Steve. Ella intentó no mirar hacia el cuarto de baño. La ducha había dejado de sonar. Si oía la voz de Grey, ¿se quedaría en el baño Steve?

– Pero después de una semana, pensé que tu reacción era desmedida, así que llamé al periódico y le pregunté a la querida, y amable secretaria de Steve el número de teléfono para ponerme en contacto contigo. Me dijo que andabas de aquí para allá, que si quería te pasaría el mensaje. Entonces decidí que ya que habíamos cancelado nuestras vacaciones podríamos pasar quizás unos días juntos en el sur. Quería saber cual era el mejor momento para venir. Me dijo que te diría que me llamases.

Abbie abrió la boca asombrada.

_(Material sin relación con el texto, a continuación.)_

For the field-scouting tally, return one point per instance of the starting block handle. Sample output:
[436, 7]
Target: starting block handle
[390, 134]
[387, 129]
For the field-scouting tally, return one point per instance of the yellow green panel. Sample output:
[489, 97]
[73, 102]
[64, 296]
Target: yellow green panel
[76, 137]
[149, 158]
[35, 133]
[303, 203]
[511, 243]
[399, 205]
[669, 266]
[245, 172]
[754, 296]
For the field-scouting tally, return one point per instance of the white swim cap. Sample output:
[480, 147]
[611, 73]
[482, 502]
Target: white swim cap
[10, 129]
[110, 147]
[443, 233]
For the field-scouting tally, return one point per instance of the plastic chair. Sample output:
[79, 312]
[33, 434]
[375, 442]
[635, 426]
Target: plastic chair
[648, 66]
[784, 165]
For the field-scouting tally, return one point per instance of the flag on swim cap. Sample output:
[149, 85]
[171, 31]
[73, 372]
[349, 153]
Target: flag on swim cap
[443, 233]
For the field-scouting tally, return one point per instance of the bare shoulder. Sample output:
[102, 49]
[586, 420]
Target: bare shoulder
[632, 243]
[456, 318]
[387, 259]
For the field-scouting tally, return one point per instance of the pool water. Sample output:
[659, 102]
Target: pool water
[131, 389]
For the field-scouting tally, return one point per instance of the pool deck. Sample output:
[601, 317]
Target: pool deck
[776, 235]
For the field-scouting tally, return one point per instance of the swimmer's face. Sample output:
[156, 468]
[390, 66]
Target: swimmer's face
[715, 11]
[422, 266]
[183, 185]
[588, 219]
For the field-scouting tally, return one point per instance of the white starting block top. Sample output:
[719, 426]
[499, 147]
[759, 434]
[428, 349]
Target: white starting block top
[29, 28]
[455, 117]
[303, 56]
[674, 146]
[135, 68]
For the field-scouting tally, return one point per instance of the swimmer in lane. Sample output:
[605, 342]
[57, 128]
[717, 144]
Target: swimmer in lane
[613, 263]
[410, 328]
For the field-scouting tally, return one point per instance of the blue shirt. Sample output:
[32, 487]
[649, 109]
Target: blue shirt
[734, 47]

Grey estaba enfadado. Se le notaba que estaba furioso, aunque lo disimulase.

– Pensé que ella te habría dado el mensaje, pero tú no me llamaste. En lugar de una llamada de mi esposa, recibí esto -sacó una carta del bolsillo de su chaqueta y la dejó sobre la mesa al lado de ellos-. Creí que después de tres años de matrimonio, por lo menos merecía una explicación. No la carta de una extraña que me informaba que mi mujer había pedido el divorcio por haberse roto nuestro matrimonio. ¿Me quieres decir cuándo se ha roto nuestro matrimonio? Porque yo no me he enterado.

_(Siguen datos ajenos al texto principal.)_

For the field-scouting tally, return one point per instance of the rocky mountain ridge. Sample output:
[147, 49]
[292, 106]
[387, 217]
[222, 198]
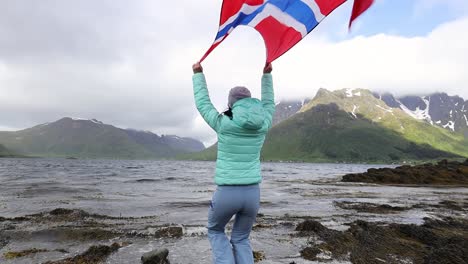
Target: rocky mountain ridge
[90, 138]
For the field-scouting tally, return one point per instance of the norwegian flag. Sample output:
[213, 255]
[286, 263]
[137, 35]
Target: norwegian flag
[282, 23]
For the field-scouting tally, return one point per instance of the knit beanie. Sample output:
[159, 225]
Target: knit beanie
[237, 93]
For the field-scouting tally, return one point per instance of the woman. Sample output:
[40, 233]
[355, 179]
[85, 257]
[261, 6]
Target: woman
[241, 132]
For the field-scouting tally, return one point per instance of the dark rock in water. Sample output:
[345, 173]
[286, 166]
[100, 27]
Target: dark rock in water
[171, 231]
[310, 226]
[63, 211]
[94, 255]
[258, 256]
[443, 173]
[370, 207]
[156, 257]
[23, 253]
[310, 253]
[3, 241]
[436, 241]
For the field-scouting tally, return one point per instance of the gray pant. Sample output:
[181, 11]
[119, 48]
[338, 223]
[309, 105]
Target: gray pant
[243, 202]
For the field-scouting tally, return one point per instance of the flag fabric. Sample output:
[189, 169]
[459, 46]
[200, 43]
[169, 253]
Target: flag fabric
[282, 23]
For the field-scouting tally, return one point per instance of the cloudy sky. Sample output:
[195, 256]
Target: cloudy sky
[128, 63]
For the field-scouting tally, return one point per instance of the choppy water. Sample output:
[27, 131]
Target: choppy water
[179, 192]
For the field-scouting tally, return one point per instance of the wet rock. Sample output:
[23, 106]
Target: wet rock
[156, 257]
[94, 255]
[370, 207]
[3, 241]
[436, 241]
[310, 253]
[171, 231]
[23, 253]
[77, 233]
[443, 173]
[258, 256]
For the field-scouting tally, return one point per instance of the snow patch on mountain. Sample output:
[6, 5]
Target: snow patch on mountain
[419, 113]
[354, 111]
[385, 109]
[84, 119]
[350, 92]
[450, 125]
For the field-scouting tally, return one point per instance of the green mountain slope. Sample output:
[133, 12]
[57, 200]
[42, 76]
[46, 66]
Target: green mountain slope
[88, 139]
[360, 103]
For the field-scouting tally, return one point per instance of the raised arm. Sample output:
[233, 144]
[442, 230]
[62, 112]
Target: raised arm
[268, 96]
[202, 98]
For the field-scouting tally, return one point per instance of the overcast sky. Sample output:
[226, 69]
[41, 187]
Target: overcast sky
[128, 63]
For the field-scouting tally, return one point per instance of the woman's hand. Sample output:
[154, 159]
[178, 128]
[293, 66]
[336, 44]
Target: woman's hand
[197, 68]
[268, 68]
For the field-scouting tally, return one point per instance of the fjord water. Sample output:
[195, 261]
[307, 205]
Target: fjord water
[178, 192]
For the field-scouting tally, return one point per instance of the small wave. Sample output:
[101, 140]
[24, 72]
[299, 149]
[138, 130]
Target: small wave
[134, 167]
[147, 180]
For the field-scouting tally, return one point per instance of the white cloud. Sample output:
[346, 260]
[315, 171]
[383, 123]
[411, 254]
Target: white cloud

Ella negó con la cabeza, incapaz de hablar.

– ¡Háblame, Abbie! -le dijo con voz cortante-. ¡Por el amor de Dios! No voy a… Háblame, Abbie, simplemente. Yo no soy tan irracional, ¿no? Nosotros jamás hemos escapado de nuestros problemas -él dio un paso hacia Abbie. Al ver que ella también se iba alejando, se detuvo, y se paso la mano por el pelo.

– Si se trata del tema de tener un hijo… -se interrumpió al ver en la expresión de Abbie que había tocado un punto especialmente sensible-. O sea que se trata de eso -Grey pareció aliviado momentáneamente-. Lo siento, Abbie. De verdad. No tuve la sensibilidad necesaria para escucharte. Pero si es importante para ti, podemos solucionarlo.

– ¿Solucionar algo? -preguntó ella como pensando en voz alta.

¿Quería que ella volviera con él? ¿Estaba dispuesto a seguir con su doble vida y animarla a tener un hijo?

– Los últimos meses han sido muy difíciles -continuó Grey-. Has estado fuera mucho tiempo, y he tenido muchos problemas…

Grey se acercó a ella y le rodeó la cintura, luego le acarició la mejilla.

– Dímelo, Abbie -murmuró-. No me dejes así.

Era insoportable. Porque aunque habían estado separados más tiempo, siempre había estado la promesa de volver a estar juntos. Y ahora verlo así, con esos ojos, y esas manos sobre su piel.